I scheduled to see the cardiologist 14 years ago and was looking forward to having all of these things improve for me through a surgical procedure where they inserted a patch in the heart. His exact words “I make a lot of money doing these patches but we do not have the research of what happens to the current devices 30-40 years down the road and so if you are not suffering every single day, don’t do it.”

I was bummed because I was truly looking forward to a shift for me, but I was going to listen to the expert.

I revisited the idea and the tests and all of the procedures this past fall. When I went back to the same cardiologist he said “We have the BEST devices now and so YES!!! …considering how you test and just how compromised you are, lets do it!”

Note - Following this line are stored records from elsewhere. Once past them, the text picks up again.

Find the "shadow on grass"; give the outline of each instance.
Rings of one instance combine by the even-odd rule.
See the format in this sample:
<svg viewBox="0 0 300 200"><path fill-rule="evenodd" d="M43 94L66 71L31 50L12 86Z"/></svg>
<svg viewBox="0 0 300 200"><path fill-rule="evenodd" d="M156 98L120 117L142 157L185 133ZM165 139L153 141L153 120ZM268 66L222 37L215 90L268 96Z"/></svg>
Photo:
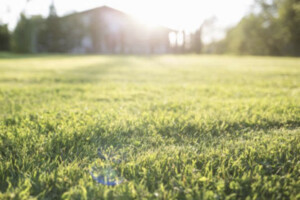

I know what you are thinking out there, “How compromised is she? She has done all these things with a hole in her heart, long distance running and biking, hot yoga, taught aerobics classes for 10 years, even climbed Mt. Kilimanjaro! How is that possible?”

I am (well was) VERY compromised but was going to do all the things anyway because that is the fabric I am built from. I do my best not to let anything slow me down.

November 21, 2019 I went under the knife. This is the procedure they did.

The cardiologist wanted me to take on Thursday off work to have the procedure done, stay the night, go home Friday and head back into work on Monday the 25th. Unbelievable to me in the moment he had said that but that is exactly what I did, and I probably saw many of you that day!

I didn’t share much about this ahead of time for the simple fact that the words “heart surgery” freak most people out. I wanted to get through it, survive it and then tell the story when I can really share the details.

This post is getting lengthy and so I will leave this info here for now and then I will share more in the next post.

When you take a moment to do the math of chronic hypoxia my entire life and never slowing down, to getting full amount of oxygen moving forward, you can see how great of a thing this is and the how freakin’ incredible the medical profession is to be able to develop a fix like that video I shared. Literally I am now finally living wholehearted.